OCTOPUS_FUNCTIONS = [ 
    {   
        "name": "execute_python_code",
        "description": "Safely execute arbitrary Python code and return the result, stdout, and stderr.",
        "parameters": {
            "type": "object",
            "properties": {
                "explanation": {
                    "type": "string",
                    "description": "the explanation about the python code",
                },
                "code": {
                    "type": "string",
                    "description": "the python code to be executed",
                },
                "saved_filenames": {
                    "type": "array",
                    "items": {"type": "string"},
                    "description": "A list of filenames that were created by the code",
                },
            },
            "required": ["explanation", "code"],                                                                                                                                                   
        },
    },  
    {   
        "name": "python",
        "description": "Safely execute arbitrary Python code and return the result, stdout, and stderr.",
        "parameters": {
            "type": "object",
            "properties": {
                "explanation": {
                    "type": "string",
                    "description": "the explanation about the python code",
                },
                "code": {
                    "type": "string",
                    "description": "the python code to be executed",
                },
                "saved_filenames": {
                    "type": "array",
                    "items": {"type": "string"},
                    "description": "A list of filenames that were created by the code",
                },
            },
            "required": ["explanation", "code"],
        }
    },  
]

I just want the GPT to call my function execute_python_code. and this works for me

Depending on the model used and count/complexity of the goals you are trying to achieve at once, the model may end up completely ignoring parts of the prompt. GPT-4 works well overall, but 3.5 and 3.5-turbo miss more things as the prompt gets more complicated.
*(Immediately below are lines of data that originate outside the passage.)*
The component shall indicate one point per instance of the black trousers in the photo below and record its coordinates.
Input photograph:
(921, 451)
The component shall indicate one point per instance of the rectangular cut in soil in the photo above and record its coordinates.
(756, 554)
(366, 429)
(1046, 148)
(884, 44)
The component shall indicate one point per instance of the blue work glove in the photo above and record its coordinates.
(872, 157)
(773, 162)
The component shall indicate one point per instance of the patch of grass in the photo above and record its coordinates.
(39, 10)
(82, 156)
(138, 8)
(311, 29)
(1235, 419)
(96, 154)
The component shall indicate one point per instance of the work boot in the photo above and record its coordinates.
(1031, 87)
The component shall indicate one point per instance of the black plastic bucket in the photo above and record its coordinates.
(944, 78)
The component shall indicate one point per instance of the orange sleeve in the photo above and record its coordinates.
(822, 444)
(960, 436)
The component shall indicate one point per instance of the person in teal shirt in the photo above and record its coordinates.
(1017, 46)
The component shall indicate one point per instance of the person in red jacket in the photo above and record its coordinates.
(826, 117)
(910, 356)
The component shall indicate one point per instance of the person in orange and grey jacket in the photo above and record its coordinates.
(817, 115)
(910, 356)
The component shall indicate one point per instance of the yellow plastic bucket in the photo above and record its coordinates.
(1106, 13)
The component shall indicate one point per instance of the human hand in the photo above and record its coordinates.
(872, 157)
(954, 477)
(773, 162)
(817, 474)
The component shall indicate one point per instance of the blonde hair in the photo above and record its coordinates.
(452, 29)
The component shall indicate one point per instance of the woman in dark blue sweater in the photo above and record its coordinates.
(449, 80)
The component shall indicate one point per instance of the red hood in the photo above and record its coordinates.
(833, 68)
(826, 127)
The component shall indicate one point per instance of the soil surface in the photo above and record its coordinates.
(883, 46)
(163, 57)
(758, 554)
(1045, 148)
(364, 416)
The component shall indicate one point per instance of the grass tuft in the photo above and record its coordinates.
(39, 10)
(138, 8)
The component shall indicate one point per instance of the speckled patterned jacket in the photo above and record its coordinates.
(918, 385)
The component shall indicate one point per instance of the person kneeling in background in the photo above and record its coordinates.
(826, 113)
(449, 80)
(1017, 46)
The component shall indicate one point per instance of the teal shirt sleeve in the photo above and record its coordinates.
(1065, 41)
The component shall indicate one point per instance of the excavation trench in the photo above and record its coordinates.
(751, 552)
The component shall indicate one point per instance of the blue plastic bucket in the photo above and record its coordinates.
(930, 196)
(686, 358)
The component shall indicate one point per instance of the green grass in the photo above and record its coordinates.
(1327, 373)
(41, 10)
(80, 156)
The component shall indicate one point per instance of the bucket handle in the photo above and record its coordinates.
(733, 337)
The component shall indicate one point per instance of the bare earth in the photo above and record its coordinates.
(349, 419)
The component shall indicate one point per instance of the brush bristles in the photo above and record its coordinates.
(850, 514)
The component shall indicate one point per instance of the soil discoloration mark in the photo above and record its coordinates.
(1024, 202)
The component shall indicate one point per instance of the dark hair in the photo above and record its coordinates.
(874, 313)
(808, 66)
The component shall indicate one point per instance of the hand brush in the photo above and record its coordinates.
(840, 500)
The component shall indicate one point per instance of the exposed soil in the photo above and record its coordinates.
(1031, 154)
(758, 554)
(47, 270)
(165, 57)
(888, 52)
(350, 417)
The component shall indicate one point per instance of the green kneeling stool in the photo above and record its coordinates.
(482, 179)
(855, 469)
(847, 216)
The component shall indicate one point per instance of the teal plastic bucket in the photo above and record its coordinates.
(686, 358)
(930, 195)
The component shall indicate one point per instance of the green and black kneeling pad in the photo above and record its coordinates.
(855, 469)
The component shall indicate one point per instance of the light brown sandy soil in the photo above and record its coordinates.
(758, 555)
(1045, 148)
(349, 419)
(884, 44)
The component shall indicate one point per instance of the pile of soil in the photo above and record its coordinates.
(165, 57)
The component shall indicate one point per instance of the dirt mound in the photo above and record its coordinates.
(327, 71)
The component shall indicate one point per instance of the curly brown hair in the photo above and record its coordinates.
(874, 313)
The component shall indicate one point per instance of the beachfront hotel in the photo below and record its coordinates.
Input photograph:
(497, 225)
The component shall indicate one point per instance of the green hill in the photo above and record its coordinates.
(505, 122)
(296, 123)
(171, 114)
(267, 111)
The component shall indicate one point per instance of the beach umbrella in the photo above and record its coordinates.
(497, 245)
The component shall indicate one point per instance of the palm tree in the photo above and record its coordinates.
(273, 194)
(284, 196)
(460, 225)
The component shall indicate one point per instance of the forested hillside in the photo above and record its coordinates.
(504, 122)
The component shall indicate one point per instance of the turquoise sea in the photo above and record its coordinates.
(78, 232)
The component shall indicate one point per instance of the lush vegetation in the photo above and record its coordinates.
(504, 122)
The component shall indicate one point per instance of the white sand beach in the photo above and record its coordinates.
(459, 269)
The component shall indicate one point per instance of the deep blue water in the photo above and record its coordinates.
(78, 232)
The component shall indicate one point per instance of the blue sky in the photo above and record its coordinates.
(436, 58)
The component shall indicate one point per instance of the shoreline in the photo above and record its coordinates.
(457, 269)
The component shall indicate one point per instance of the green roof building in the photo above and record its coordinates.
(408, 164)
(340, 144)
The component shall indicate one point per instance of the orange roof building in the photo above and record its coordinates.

On the 3.5-turbo I tell the ai to only use the provided functions named: ‘x’, ‘y’…
And that the ‘python’ function cannot be used.
Tried out different words, ordering, etc, to get it to listen. But 3.5-turbo-0613, really likes that ‘python’ function.
I added the ‘python’ function with a description of ‘not implemented’ and it still calls it with parameters my ‘python’ function doesn’t even have.

I actually didn’t get it to work out so it would never call this made up ‘python’ function. So instead if the ‘python’ function name comes up, I put a user message saying that the ‘python’ function does not exist, You can only use ‘x’, ‘y’, ‘z’.

The ai still calls ‘python’, but after the user messages comes through it calls the correct functions.